A comprehensive forecast for cosmological parameter estimation using joint observations of gravitational-wave standard sirens and short $γ$-ray bursts

Tao Han, Shang-Jie Jin, Jing-Fei Zhang, Xin Zhang

Published 2023-09-26Version 1

In the third-generation (3G) gravitational-wave (GW) detector era, the multi-messenger GW observation for binary neutron star (BNS) merger events can exert great impacts on exploring the cosmic expansion history. In this work, we comprehensively explore the potential of 3G GW standard siren observations in cosmological parameter estimations by considering the 3G GW detectors and the future short $\gamma$-ray burst (GRB) detector THESEUS-like telescope joint observations. Based on the 10-year observation of different detection strategies, we predict that the numbers of detectable GW-GRB events are 277-685 with the redshifts $z<4$ and the inclination angles $\iota<17^{\circ}$. For the cosmological analysis, we consider five typical dark energy models, i.e., the $\Lambda$CDM, $w$CDM, $w_0w_a$CDM models, and interacting dark energy (IDE) models (I$\Lambda$CDM and I$w$CDM). We find that GW can tightly constrain the Hubble constant with precisions of $0.09\%$-$0.37\%$, but perform not well in constraining other cosmological parameters.

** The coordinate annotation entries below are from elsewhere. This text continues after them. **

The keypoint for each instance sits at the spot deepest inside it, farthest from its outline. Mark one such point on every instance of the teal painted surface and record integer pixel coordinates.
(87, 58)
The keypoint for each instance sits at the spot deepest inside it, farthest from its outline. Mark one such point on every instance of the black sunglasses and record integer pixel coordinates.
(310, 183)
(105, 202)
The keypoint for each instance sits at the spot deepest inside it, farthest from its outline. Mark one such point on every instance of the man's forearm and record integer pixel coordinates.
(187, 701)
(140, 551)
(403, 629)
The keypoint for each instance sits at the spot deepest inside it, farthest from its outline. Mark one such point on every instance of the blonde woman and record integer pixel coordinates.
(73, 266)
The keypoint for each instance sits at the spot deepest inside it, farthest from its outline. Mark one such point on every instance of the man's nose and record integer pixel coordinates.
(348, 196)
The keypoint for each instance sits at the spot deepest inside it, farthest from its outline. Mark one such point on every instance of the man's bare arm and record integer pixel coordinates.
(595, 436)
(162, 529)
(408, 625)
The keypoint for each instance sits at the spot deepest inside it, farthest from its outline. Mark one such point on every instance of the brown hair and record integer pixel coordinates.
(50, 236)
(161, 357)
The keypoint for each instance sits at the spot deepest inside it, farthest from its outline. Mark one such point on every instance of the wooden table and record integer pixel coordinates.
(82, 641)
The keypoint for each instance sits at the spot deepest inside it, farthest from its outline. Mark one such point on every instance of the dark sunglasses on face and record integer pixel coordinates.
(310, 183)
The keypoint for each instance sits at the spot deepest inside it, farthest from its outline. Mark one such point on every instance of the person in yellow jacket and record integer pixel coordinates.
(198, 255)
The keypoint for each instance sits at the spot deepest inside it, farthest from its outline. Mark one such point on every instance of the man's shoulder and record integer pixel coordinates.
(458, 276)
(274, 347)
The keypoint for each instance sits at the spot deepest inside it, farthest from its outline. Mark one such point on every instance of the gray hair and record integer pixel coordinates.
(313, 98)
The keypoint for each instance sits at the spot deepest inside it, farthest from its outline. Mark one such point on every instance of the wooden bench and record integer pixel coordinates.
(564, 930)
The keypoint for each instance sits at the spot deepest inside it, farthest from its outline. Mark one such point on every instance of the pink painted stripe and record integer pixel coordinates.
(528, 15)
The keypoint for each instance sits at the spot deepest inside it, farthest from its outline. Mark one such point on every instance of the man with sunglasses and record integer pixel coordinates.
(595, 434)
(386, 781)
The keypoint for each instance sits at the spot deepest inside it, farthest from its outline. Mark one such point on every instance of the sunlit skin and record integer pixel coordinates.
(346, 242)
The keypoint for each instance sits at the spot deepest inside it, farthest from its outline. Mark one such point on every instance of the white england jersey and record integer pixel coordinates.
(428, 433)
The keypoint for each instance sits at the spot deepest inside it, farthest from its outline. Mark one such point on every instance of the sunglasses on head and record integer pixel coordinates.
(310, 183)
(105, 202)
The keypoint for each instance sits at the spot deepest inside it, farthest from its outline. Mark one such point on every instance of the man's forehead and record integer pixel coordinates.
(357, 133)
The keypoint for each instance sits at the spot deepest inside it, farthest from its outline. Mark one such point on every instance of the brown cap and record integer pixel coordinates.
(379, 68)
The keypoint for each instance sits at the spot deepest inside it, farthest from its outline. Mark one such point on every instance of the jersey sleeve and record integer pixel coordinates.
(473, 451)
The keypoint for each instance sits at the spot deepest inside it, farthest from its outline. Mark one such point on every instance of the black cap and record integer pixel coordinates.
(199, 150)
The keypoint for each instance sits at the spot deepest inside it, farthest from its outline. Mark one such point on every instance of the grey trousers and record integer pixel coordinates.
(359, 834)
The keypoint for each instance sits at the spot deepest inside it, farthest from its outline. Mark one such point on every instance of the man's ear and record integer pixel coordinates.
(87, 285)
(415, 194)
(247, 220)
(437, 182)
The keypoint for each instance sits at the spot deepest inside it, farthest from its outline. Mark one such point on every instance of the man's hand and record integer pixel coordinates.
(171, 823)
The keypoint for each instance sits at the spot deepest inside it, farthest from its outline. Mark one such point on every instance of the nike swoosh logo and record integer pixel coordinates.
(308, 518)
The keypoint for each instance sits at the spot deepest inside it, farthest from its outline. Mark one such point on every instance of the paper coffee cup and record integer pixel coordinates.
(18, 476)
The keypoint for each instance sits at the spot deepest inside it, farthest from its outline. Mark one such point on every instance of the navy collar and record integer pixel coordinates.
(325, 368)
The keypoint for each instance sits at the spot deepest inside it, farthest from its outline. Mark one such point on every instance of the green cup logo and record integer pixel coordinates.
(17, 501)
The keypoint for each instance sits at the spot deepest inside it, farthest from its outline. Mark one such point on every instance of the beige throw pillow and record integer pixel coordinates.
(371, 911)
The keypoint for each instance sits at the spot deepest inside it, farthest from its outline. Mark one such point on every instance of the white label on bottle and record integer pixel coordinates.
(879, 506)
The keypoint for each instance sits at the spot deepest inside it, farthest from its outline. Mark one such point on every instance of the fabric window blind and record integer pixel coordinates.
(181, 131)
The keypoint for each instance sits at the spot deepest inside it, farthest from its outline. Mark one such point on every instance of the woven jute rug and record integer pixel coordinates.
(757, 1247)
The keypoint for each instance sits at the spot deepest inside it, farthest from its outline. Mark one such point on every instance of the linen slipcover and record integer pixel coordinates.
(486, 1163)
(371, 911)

Fortunately, GW could effectively break the cosmological parameter degeneracies generated by the mainstream EM observations, CMB+BAO+SN (CBS). When combining the mock GW data with the CBS data, CBS+GW can tightly constrain the equation of state parameter of dark energy $w$ with a precision of $1.36\%$, close to the standard of precision cosmology. Meanwhile, the addition of GW to CBS could improve constraints on cosmological parameters by $35.3\%$-$92.0\%$. In conclusion, GW standard siren observations from 3G GW detectors could play a crucial role in helping solve the Hubble tension and probe the fundamental nature of dark energy.